[Markoff]

ROFL

Signal uses centralized server with closed source (they hidden code for one year until they finally gave up when users nagged them, nobody knows what they did during that year), Signal requires your phone number, Signal doesn't allow third party apps officially and tried to push some shady crypto, I mean how many red flags you need to avoid such POS app?

[vore]

The Signal client has always been open source: you can inspect precisely what the client is sending to the server (if you trust the source).

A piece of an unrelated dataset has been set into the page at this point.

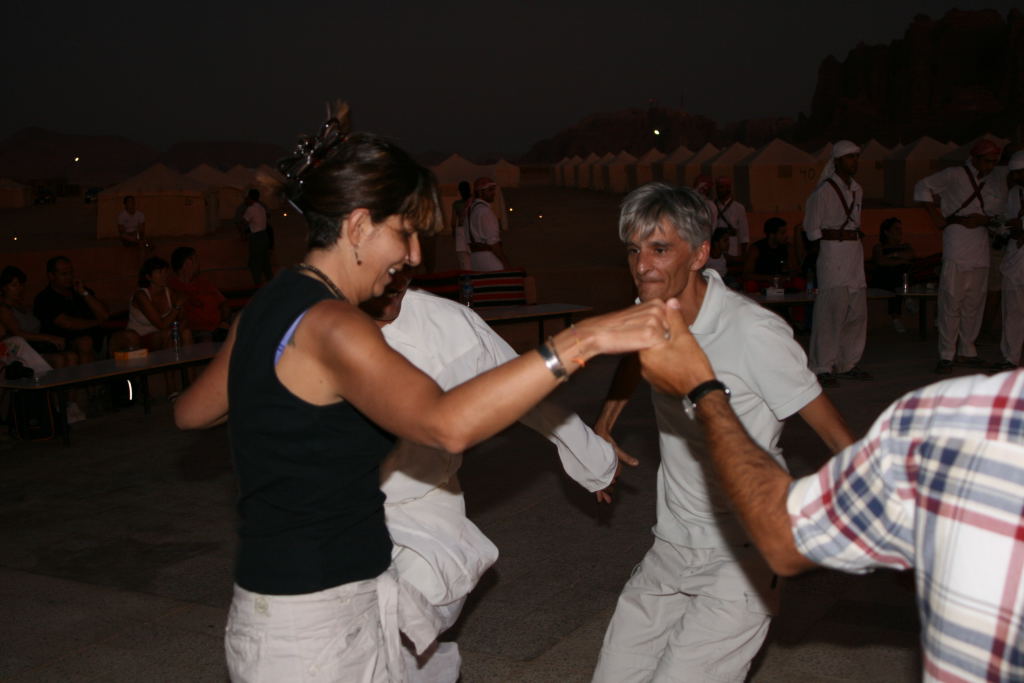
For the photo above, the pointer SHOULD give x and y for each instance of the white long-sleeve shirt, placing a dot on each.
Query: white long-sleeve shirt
(425, 510)
(963, 246)
(840, 263)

If you're not sending undesirable information from the client to the server, no amount of closed source-ness of the server is going to get that from you.

Signal has always been transparent about what information get sent to the server: https://signal.org/blog/private-contact-discovery/

Even if some adversary is doing some kind of correlation to glean metadata from your traffic, they are definitely doing the table stakes here to preserve privacy and not just send your information off willy-nilly.

[yieldcrv]

yes, we can transparently see that it is a failure of a solution due to having our phone number and check this out: Signal's application isn't the only participant in Signal's application we don't want having that

speaking of dense exotic matter https://en.wikipedia.org/wiki/White_dwarf

[_8j50]

Backdoors are funny that way, sometimes the client operates correctly but a weakness in implementation can be abused by the server. Not that i know or think this is happening but they do insist on that phone number at all costs which these days is more identifying than a finger print which allows targeted exploitation if the server facilitating connectivity was hostile for whatever reason.

[cpach]

“Signal doesn't allow third party apps officially”

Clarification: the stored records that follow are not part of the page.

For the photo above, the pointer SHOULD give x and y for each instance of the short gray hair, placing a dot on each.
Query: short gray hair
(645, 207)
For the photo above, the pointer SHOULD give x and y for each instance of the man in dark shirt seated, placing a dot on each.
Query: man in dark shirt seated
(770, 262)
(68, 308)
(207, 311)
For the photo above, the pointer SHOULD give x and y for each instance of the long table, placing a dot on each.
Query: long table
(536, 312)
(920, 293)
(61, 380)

Feel free to explain how that affects message integrity/message confidentiality in a negative way.

[rvz]

This.

As Signal is on a centralized Google Cloud instance, it can easily be shut down by the providers and that is that.

> nobody knows what they did during that year).

They (and Moxie) were too busy shoving their private cryptocurrency scam project in Signal to later get as many users using it as possible to then pump and dump the coins on exchanges.

Signal is a complete joke.

[yoavm]

The fact that it can be shut down easily has nothing to do with how secure it is. I too dislike the fact that it is centralized, and the cryptocurrency thing, but from this to say that Signal is "complete joke" - it's not just a long way, it's non-sense.